This article will explain the main differences between types of genetic testing.
What Is the Genome?
Imagine you’re studying a massive book with 3 billion letters, where each letter represents a DNA base. This is your genome, and there are several ways we can read it. Let’s explore each method and understand when to use them.
Genotyping: The Basic Approach
Think of genotyping as checking specific letters at predetermined positions in that book. Typical Genotyping test checks for a bit less than 1 million of positions only, which is 0.033% of the human genome.

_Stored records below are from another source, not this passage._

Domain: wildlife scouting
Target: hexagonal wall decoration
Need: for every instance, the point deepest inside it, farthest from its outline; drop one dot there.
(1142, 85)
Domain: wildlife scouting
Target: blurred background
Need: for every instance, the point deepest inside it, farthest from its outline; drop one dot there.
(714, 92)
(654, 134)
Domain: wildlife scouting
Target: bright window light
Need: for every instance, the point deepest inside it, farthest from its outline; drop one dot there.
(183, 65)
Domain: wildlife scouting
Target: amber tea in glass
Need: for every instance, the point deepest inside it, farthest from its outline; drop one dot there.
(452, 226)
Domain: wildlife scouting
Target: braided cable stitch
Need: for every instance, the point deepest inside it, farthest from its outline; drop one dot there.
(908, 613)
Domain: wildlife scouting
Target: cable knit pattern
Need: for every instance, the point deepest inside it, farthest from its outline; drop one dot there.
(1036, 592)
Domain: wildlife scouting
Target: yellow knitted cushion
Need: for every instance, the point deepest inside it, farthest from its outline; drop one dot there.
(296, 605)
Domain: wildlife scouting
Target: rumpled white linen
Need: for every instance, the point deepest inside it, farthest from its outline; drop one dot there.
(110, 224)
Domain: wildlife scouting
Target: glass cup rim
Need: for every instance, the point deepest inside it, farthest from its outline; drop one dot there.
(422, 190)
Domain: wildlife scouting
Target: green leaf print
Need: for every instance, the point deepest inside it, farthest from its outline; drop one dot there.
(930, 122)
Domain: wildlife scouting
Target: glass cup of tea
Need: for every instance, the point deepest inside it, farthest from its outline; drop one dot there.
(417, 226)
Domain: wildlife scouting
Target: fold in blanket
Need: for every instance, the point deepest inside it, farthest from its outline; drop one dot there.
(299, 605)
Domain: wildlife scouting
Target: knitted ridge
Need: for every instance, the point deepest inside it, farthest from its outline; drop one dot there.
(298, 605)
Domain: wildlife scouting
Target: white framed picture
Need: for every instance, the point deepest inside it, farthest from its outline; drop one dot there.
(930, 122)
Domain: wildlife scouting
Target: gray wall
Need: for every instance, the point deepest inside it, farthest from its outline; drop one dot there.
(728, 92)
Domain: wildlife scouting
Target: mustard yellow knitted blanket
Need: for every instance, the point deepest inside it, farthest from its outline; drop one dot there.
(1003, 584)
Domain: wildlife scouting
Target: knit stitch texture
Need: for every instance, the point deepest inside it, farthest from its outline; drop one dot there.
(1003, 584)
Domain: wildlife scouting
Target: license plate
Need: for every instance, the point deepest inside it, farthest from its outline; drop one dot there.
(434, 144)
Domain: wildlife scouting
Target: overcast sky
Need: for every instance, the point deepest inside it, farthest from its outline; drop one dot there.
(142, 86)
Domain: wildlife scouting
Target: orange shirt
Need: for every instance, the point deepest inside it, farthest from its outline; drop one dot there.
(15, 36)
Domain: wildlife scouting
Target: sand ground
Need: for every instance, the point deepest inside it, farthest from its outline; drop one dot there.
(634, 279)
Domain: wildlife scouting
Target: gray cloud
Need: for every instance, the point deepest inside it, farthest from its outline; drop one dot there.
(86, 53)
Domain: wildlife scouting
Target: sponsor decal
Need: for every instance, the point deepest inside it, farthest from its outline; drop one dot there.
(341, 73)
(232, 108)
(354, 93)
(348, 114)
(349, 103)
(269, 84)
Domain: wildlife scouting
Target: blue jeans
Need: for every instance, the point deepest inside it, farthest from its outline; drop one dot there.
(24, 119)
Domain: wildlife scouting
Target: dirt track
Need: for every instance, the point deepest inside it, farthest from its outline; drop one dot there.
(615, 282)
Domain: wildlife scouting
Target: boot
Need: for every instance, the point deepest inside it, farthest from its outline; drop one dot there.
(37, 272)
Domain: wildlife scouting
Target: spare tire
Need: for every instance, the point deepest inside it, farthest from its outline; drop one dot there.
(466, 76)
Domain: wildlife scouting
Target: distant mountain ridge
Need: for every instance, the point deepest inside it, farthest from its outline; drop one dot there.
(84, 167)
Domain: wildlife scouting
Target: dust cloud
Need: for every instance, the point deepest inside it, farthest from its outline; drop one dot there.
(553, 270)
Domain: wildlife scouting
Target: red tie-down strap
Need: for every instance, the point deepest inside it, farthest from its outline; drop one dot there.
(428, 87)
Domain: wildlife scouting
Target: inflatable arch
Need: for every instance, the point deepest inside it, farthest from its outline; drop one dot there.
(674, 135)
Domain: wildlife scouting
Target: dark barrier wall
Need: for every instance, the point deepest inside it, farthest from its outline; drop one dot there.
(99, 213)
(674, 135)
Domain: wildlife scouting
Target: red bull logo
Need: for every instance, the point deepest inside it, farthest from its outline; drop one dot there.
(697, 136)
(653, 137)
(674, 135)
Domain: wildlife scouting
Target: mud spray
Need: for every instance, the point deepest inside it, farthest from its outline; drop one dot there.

For example, if we know that position 1,000,000 can have either an ‘A’ or a ‘G’, and this variation is associated with lactose intolerance, genotyping will tell us which letter you have at that position.
Direct-to-consumer (D2C) companies often use a pre-set list of genetic variants for their tests. This list is placed onto a chip that is mass-produced and sent to many labs.
When you get your results, they come as a text file. This file shows which specific DNA positions were tested and what nucleotides were found at those spots. However, it’s important to note that these results do not include any assessment of how accurate or reliable the detection is.
Key characteristics:
- Examines about 1 million specific positions (0.033% of DNA)
- Extremely high rate of false positive errors (even as high as 40%)
- Costs around $50-100
- Takes 2-4 weeks to get results
- Popular through companies like 23andMe and AncestryDNA
While genotyping can provide basic insights about certain genetic traits, its ability to predict disease risk is limited. For complex conditions like Type 2 Diabetes, genotyping only captures a tiny fraction of potential genetic factors. However, it can be useful for specific medication responses where single genetic variants have strong effects, like warfarin sensitivity.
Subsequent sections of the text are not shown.